I’m not suggesting that we unhealthily avoid conflict, for that would lead to dramatic dysfunction. I’m not suggesting that we water-down the message of Scripture, for that would be heresy. I’m not suggesting that we make our ministries about pleasing people, for that would be idolatry. I’m not suggesting that our ministries should never offend people, for the gospel is offensive.
Sometimes people will be offended by our work. Sometimes they’ll storm away angry. Sometimes they’ll make unfair criticisms or jump to silly conclusions. Those things we can’t help. What we CAN avoid, though, is damaging people by our negligence, arrogance, ignorance, and selfishness.
Remembering the tragic numbers of bodies we’ve left behind requires internal strength, brutal self-honesty, and humility. If we’re the least bit in tune with God’s Spirit, this activity will sadden us. Yet it will simultaneously inspire us to prevent such casualties in the future.
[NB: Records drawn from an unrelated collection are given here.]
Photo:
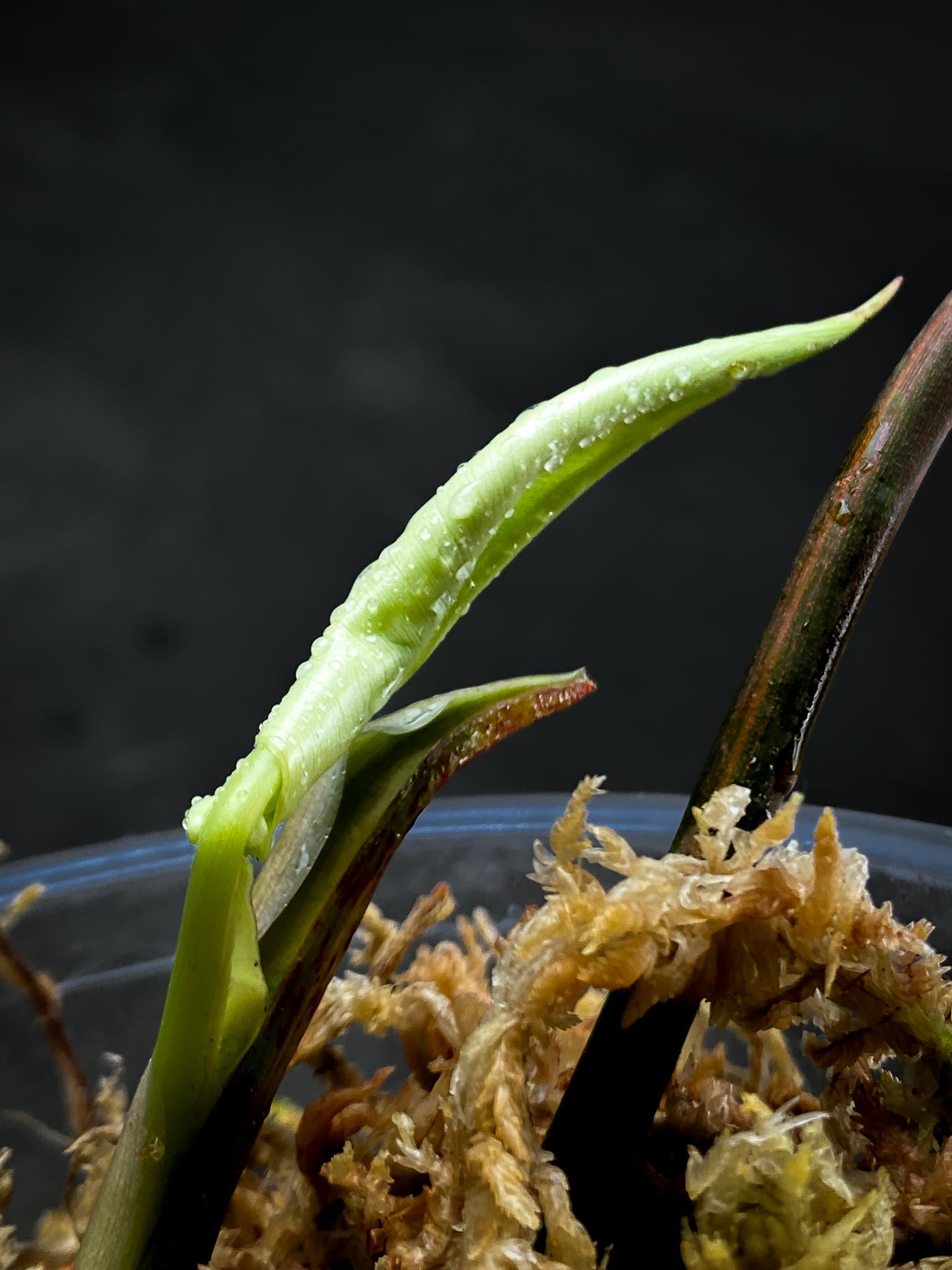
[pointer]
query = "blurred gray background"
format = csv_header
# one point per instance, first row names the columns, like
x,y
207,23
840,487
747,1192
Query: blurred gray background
x,y
270,273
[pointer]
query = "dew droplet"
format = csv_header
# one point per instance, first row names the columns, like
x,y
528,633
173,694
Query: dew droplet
x,y
842,512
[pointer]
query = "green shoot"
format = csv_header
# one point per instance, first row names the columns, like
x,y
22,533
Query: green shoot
x,y
398,613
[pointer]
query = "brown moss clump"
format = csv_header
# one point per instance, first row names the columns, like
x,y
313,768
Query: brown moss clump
x,y
447,1170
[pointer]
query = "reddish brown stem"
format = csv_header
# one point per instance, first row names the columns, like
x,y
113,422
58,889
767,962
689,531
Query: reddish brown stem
x,y
760,746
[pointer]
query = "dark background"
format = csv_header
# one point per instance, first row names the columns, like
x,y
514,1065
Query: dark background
x,y
270,273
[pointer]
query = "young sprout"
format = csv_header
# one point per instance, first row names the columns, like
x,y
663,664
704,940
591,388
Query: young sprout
x,y
397,614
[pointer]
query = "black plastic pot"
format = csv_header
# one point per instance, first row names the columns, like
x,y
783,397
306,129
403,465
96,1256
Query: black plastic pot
x,y
106,930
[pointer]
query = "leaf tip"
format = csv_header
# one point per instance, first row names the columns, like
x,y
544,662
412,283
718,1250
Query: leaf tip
x,y
875,304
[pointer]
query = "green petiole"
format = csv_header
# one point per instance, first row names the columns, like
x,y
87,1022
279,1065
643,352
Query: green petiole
x,y
397,614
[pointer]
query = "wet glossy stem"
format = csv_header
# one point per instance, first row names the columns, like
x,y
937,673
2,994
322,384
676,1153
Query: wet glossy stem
x,y
760,745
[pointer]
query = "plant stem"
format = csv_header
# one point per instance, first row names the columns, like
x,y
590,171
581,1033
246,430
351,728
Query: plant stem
x,y
760,746
202,1185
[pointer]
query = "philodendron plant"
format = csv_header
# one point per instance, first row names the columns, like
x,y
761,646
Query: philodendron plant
x,y
346,786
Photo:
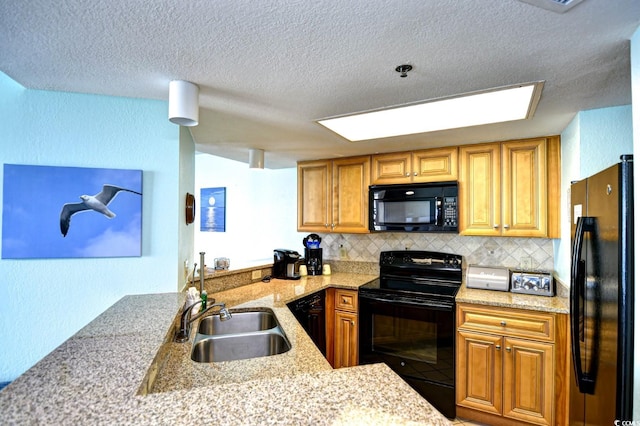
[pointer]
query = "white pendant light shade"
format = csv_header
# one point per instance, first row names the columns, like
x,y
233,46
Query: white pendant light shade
x,y
183,103
256,158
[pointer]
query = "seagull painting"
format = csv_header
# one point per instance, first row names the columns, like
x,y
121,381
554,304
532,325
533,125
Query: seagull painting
x,y
98,203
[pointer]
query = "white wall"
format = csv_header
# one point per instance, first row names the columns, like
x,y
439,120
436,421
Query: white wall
x,y
261,211
45,301
593,141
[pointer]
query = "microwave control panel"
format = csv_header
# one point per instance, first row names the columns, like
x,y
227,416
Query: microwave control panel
x,y
450,211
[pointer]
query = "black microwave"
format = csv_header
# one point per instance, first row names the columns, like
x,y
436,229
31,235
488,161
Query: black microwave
x,y
420,207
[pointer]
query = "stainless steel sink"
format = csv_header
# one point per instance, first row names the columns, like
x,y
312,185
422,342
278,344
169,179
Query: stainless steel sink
x,y
232,347
242,321
249,333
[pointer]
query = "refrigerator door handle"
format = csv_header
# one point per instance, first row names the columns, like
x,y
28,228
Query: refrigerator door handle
x,y
586,383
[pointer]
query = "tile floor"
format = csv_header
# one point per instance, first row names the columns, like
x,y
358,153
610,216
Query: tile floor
x,y
465,422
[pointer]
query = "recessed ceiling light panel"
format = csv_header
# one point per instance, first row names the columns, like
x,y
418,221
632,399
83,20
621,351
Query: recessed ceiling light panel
x,y
497,105
559,6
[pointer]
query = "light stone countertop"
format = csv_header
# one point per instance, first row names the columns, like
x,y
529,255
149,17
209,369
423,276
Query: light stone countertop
x,y
95,377
507,299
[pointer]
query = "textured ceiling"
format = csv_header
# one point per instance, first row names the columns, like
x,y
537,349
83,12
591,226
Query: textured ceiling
x,y
268,69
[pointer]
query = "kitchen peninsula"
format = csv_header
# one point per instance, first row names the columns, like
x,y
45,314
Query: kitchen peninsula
x,y
105,373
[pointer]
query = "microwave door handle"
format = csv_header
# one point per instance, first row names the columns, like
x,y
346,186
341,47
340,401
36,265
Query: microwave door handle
x,y
439,217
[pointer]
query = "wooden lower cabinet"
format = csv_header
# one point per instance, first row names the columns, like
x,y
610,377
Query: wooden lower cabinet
x,y
503,376
342,327
345,339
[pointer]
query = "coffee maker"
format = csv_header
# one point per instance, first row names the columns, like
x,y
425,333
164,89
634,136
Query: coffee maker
x,y
285,264
313,254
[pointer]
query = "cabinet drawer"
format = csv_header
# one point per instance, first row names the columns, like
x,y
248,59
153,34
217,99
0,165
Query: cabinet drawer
x,y
507,322
346,300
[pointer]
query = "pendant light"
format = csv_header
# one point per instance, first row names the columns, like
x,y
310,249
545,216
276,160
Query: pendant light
x,y
183,103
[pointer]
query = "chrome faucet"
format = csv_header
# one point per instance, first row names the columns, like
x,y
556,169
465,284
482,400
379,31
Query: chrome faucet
x,y
182,335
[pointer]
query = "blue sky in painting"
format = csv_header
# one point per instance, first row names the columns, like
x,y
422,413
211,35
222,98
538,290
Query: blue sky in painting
x,y
33,197
213,209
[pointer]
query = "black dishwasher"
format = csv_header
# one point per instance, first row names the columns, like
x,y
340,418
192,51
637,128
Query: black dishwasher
x,y
309,311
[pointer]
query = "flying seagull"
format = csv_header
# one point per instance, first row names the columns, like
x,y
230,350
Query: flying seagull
x,y
98,202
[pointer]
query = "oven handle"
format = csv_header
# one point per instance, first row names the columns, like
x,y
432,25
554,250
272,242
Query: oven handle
x,y
406,301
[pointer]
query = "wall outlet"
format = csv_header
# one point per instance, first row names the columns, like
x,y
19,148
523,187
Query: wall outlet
x,y
525,263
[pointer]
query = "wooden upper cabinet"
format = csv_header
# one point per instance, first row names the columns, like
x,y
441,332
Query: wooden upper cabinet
x,y
510,188
524,183
429,165
479,190
351,195
333,195
314,195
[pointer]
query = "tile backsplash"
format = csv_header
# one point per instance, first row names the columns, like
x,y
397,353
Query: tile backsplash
x,y
515,253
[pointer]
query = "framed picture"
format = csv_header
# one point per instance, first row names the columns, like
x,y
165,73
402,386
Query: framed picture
x,y
71,212
213,209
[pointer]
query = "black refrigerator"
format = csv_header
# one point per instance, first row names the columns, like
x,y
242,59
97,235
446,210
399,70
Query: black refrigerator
x,y
602,292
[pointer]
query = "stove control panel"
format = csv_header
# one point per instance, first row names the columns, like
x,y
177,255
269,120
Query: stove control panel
x,y
421,259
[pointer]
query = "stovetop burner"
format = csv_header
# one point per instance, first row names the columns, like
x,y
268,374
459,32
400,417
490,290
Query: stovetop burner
x,y
418,274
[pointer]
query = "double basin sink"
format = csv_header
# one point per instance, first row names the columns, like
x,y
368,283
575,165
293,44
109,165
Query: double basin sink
x,y
249,333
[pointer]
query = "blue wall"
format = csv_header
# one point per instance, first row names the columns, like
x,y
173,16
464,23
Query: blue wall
x,y
593,141
45,301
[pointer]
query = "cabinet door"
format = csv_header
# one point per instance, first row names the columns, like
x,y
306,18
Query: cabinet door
x,y
346,339
524,188
479,190
435,165
391,168
314,196
528,381
351,178
479,378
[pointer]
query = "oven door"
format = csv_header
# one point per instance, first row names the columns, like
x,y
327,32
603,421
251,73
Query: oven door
x,y
415,338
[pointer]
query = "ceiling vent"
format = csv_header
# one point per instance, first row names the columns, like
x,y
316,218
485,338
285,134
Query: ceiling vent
x,y
558,6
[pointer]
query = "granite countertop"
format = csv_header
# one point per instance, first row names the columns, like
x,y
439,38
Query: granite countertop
x,y
507,299
101,375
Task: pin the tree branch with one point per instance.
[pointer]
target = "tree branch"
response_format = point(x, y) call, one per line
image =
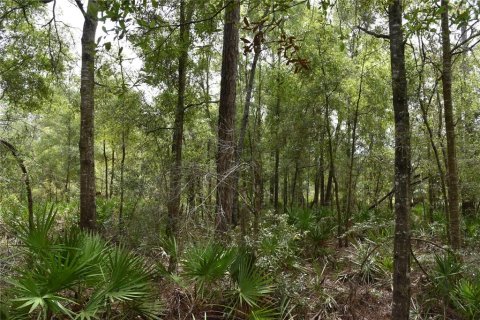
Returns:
point(461, 43)
point(376, 35)
point(80, 6)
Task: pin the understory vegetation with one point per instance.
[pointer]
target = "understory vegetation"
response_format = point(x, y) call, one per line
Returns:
point(239, 159)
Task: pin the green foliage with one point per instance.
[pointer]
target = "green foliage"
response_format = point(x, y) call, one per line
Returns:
point(250, 285)
point(78, 275)
point(205, 264)
point(466, 297)
point(446, 274)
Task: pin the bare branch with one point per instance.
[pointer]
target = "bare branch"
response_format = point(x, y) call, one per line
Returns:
point(372, 33)
point(80, 6)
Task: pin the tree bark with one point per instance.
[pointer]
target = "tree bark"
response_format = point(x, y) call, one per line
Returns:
point(112, 173)
point(243, 130)
point(26, 180)
point(174, 212)
point(351, 163)
point(122, 187)
point(88, 216)
point(452, 174)
point(401, 272)
point(105, 158)
point(226, 119)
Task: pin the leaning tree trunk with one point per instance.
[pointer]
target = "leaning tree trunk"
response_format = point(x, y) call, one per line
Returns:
point(87, 87)
point(226, 119)
point(452, 174)
point(401, 272)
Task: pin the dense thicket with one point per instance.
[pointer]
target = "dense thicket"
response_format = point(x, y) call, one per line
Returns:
point(248, 159)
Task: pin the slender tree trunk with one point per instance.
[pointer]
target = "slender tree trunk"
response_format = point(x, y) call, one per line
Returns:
point(243, 130)
point(69, 160)
point(353, 147)
point(294, 186)
point(112, 173)
point(401, 272)
point(285, 189)
point(26, 180)
point(122, 186)
point(88, 216)
point(226, 118)
point(105, 158)
point(452, 174)
point(174, 211)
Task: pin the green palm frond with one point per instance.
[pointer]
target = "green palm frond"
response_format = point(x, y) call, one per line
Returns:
point(127, 277)
point(205, 264)
point(466, 297)
point(250, 285)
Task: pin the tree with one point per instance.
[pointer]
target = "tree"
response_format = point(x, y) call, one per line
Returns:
point(87, 108)
point(452, 174)
point(401, 269)
point(226, 118)
point(174, 211)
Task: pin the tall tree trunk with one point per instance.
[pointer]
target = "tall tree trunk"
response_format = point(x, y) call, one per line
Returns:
point(401, 272)
point(26, 180)
point(105, 158)
point(353, 147)
point(243, 130)
point(226, 118)
point(452, 174)
point(122, 187)
point(174, 212)
point(88, 215)
point(112, 173)
point(69, 160)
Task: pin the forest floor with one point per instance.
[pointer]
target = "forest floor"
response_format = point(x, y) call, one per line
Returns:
point(346, 283)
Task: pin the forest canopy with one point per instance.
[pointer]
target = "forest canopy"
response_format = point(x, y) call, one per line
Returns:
point(239, 159)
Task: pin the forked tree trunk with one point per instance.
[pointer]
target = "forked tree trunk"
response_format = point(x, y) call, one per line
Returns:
point(401, 270)
point(88, 216)
point(452, 174)
point(226, 119)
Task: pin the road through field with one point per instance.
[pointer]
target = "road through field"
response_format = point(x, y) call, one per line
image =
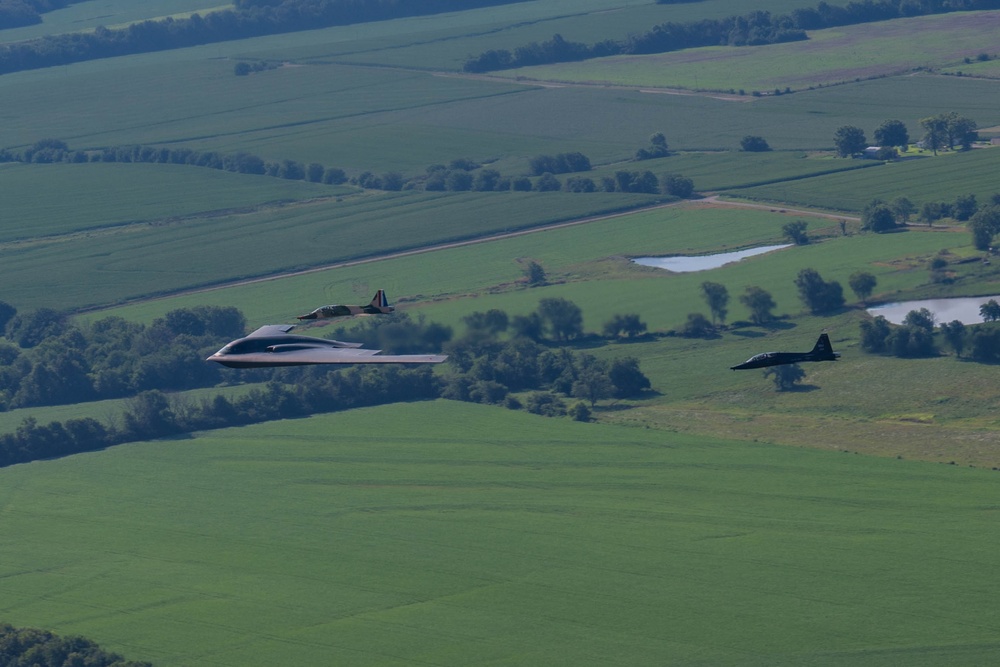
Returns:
point(708, 201)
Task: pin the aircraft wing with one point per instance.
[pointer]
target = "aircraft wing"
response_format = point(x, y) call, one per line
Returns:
point(272, 330)
point(326, 355)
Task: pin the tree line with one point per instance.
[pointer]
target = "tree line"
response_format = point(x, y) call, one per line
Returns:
point(460, 175)
point(49, 151)
point(30, 647)
point(943, 131)
point(247, 18)
point(914, 338)
point(752, 29)
point(19, 13)
point(497, 357)
point(46, 360)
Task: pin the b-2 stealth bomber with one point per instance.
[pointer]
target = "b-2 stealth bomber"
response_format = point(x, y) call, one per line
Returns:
point(272, 345)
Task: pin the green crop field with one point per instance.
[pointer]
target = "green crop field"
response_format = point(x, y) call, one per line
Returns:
point(922, 180)
point(101, 195)
point(455, 37)
point(570, 254)
point(86, 16)
point(831, 56)
point(143, 260)
point(456, 534)
point(713, 521)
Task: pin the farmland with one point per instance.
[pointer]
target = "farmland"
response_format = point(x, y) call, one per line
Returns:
point(711, 520)
point(461, 533)
point(831, 56)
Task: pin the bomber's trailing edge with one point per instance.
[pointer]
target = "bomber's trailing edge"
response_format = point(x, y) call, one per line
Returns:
point(822, 351)
point(379, 305)
point(272, 345)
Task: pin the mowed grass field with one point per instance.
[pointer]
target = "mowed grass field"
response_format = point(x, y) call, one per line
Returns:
point(456, 534)
point(149, 259)
point(831, 56)
point(95, 196)
point(928, 179)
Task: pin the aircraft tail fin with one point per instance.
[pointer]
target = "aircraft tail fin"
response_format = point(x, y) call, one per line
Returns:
point(823, 350)
point(381, 303)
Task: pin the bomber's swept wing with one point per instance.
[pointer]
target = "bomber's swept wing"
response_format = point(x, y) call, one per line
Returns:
point(272, 345)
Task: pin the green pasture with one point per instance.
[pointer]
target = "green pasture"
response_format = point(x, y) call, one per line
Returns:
point(146, 260)
point(109, 411)
point(589, 265)
point(41, 200)
point(460, 279)
point(831, 56)
point(85, 16)
point(456, 534)
point(925, 179)
point(713, 171)
point(663, 299)
point(455, 37)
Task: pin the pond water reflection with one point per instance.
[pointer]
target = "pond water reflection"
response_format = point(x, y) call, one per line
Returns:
point(688, 263)
point(963, 309)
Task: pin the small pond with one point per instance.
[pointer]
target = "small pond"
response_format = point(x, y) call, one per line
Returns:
point(963, 309)
point(688, 263)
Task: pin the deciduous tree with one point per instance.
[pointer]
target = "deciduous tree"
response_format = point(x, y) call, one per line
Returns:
point(760, 303)
point(862, 284)
point(717, 297)
point(849, 140)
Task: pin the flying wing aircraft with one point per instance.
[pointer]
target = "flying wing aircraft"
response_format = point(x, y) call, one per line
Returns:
point(379, 305)
point(822, 351)
point(272, 345)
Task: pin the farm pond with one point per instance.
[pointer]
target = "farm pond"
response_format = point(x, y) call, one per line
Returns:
point(963, 309)
point(689, 263)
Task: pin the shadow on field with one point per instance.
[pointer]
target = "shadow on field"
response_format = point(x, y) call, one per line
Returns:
point(800, 389)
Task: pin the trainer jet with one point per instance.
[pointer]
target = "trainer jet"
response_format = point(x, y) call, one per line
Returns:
point(272, 345)
point(379, 305)
point(822, 351)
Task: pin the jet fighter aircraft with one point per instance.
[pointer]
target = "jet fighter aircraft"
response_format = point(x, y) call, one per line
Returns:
point(822, 351)
point(379, 305)
point(272, 345)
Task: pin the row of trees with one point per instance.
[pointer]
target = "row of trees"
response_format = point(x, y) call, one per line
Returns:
point(29, 647)
point(914, 338)
point(488, 369)
point(943, 131)
point(818, 295)
point(47, 151)
point(754, 28)
point(18, 13)
point(247, 18)
point(461, 175)
point(46, 360)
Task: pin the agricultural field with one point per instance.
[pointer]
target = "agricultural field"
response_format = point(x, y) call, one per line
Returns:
point(104, 195)
point(711, 521)
point(83, 16)
point(926, 179)
point(150, 259)
point(459, 534)
point(828, 57)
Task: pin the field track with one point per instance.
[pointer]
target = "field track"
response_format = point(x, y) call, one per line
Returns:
point(713, 200)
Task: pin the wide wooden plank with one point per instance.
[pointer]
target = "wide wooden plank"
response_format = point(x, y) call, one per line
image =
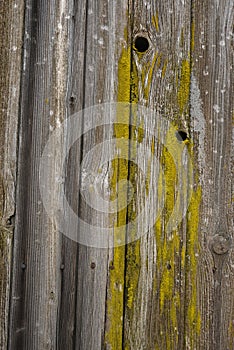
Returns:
point(11, 27)
point(162, 277)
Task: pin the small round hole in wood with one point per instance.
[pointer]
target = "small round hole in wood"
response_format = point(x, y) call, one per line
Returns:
point(181, 135)
point(141, 44)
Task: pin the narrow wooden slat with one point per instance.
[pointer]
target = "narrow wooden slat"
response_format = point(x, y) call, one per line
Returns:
point(104, 32)
point(11, 27)
point(212, 109)
point(36, 285)
point(156, 272)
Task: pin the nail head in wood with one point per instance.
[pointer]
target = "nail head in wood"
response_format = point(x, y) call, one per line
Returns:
point(220, 244)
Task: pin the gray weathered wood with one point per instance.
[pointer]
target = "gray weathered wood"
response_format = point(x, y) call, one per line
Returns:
point(173, 287)
point(11, 27)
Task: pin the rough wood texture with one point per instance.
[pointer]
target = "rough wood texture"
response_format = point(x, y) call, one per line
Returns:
point(171, 288)
point(11, 26)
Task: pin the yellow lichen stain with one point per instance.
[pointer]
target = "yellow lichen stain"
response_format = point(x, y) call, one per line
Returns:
point(115, 304)
point(121, 280)
point(193, 314)
point(155, 21)
point(184, 86)
point(133, 270)
point(164, 68)
point(231, 333)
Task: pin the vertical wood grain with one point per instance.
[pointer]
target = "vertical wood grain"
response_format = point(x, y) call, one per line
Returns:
point(170, 288)
point(212, 112)
point(11, 26)
point(36, 286)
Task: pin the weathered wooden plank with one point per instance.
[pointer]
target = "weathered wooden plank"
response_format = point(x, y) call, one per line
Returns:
point(156, 273)
point(11, 25)
point(36, 286)
point(212, 112)
point(172, 288)
point(105, 24)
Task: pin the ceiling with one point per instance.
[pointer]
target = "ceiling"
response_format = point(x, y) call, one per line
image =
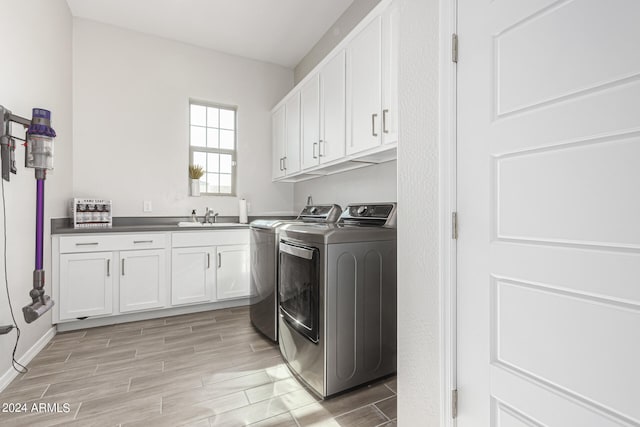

So today, I encourage you to ask, “What’s my number? How many bodies have been left in my ministry trail?” I doubt this number will ever make it into any church leader’s metric spreadsheet. After all, it’s a discouraging number and hard to track. Nevertheless, let’s all make it a habit to look in the rear-view mirror from time to time, so we don’t needlessly hurt people in our efforts to reach them with the gospel. Let us never become so enamored with the exciting numbers in front of us that we forget the tragic numbers behind us.